Déclaration du syndicat Sud Renault
Réunion du 13/12/07 en présence de M. Xavier BERTRAND, Ministre du Travail
Monsieur Le Ministre,
Vous avez dit que « l’organisation du travail doit rester entre les mains du chef d’entreprise ». Nous vous répondons qu’il faut que le Code du travail qui constitue l’encadrement des entreprises et de leurs salariés, ne quitte pas celles du législateur qui sont les vôtres.

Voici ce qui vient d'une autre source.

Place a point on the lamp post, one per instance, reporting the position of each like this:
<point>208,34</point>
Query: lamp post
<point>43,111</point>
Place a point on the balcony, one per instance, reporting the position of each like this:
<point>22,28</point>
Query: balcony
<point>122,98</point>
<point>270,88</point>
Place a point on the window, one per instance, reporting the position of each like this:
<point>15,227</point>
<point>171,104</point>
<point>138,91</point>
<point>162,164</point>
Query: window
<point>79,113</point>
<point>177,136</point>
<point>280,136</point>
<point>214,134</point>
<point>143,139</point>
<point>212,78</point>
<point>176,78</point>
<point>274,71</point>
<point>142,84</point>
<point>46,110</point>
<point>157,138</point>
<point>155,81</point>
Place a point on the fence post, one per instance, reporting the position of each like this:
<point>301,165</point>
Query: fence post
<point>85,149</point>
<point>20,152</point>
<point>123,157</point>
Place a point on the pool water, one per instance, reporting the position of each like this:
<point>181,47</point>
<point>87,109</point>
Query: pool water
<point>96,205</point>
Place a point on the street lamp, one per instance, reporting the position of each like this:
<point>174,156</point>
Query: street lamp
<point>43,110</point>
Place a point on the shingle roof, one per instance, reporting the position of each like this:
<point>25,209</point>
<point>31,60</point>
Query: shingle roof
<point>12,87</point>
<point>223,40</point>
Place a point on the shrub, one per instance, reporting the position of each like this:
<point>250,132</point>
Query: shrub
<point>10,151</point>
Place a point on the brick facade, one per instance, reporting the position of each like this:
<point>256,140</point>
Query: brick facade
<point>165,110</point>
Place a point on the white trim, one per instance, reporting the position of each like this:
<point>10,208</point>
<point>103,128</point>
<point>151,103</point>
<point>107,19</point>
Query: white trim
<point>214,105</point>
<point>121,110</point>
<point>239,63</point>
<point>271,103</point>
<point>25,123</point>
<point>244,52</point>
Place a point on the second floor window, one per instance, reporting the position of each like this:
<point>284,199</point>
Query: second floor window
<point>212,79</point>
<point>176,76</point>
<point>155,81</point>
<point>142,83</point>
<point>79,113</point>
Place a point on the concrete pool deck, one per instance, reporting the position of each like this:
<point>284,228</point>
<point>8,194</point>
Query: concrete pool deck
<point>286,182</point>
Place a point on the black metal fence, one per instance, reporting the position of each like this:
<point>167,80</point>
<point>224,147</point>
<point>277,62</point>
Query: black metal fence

Car si l’on veut mieux prévenir ce sujet gravissime qu’est le suicide lié au travail, nous devons sortir du cadre fortuit et compatissant qu’on nous propose d’emblée pour accepter l’existence du lien entre l’intensification du travail et la souffrance ou la mort au travail.
Cette intensification accompagnée du dépassement systématique du temps de travail est, avec le manque de reconnaissance, le moteur principal de la destruction individuelle pour certains. La source tient essentiellement à la logique structurelle d’organisation du travail en tension mise en place par les entreprises.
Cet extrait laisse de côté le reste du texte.